I first heard about the likelihood of a genetic component to my family’s history of cancers from my mum in about 1999. I’ve always taken a proactive approach to managing my health, so since then, I’ve spoken to many doctors, sought out expert advice, and undergone a considerable number of scans, tests, and check-ups. My goal has always been to manage my risk, to live as well as I can for as long as I can. I see this as the debt I owe to those who have gone before me, and who I know would have given anything for that same option.
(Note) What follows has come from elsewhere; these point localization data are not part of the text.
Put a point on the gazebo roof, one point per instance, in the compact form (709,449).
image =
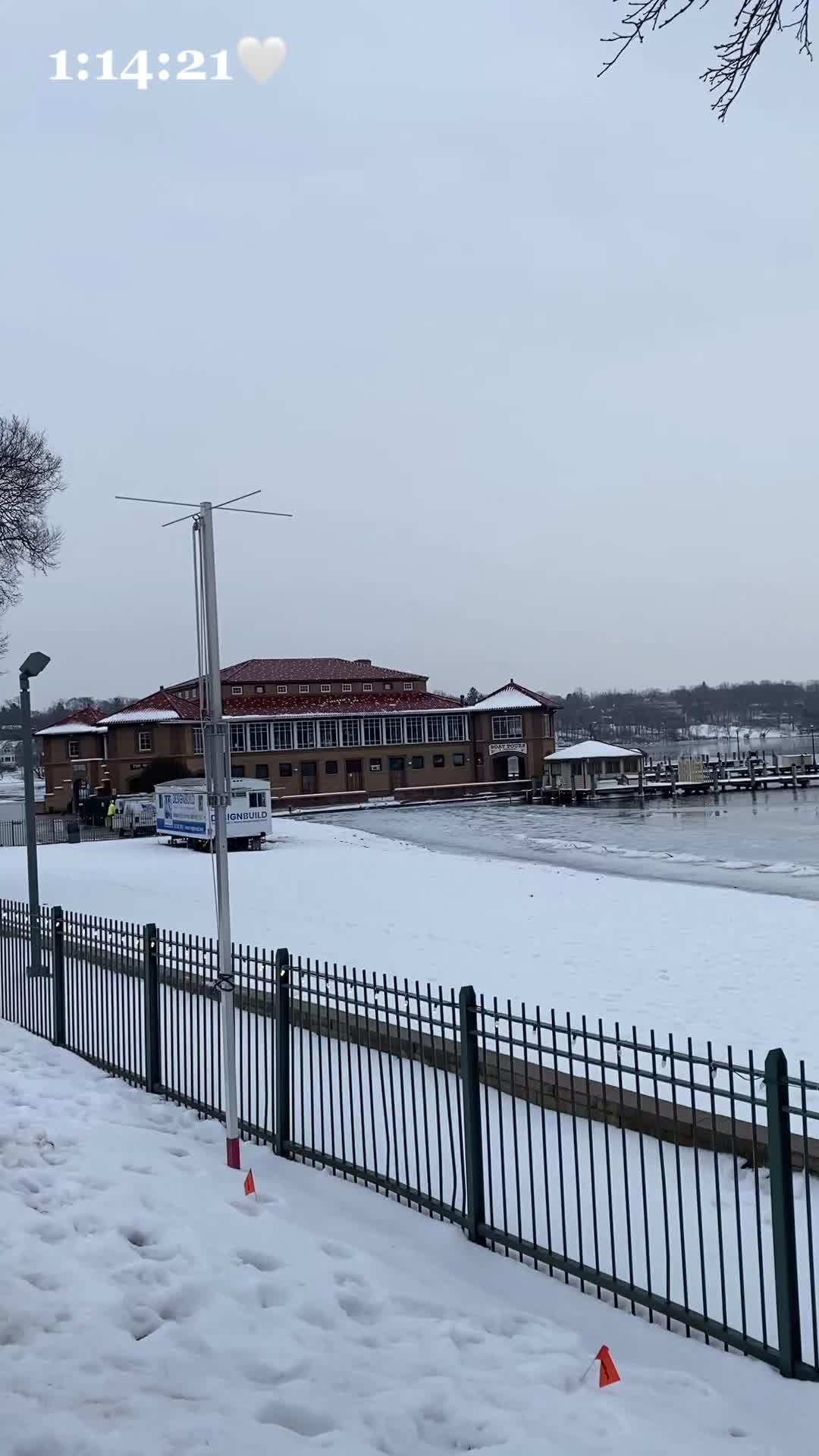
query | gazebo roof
(592,748)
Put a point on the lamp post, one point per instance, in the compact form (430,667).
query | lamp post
(34,664)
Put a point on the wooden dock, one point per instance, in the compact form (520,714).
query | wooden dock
(675,780)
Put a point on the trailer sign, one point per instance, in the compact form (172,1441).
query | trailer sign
(186,814)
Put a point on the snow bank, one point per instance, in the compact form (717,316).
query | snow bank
(149,1310)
I’m not from Australia, so I joined Pink Hope in about 2013 to help me navigate the healthcare system here. After years of self-managing (and funding) surveillance procedures, in 2016 I finally completed a bilateral mastectomy, reconstruction, and salpingo-oophorectomy. This means my risk of developing cancer is now, overall, approximately in line with the general population.
A message from Sarah
What I have found most difficult about living with a BRCA1 mutation has not been the surgeries or the anxiety: it’s been having to fight all the time, for access to relevant, evidence-based information, for affordable and judgement-free healthcare, for understanding and compassion. Thankfully, things are changing as people become more aware of family health risks. Pink Hope plays an important role in that change, and I look forward to seeing it continue to do so.
My focus these days is to model for my daughter that living well is a choice we can re-commit to each day in a hundred small ways, regardless of what the future holds.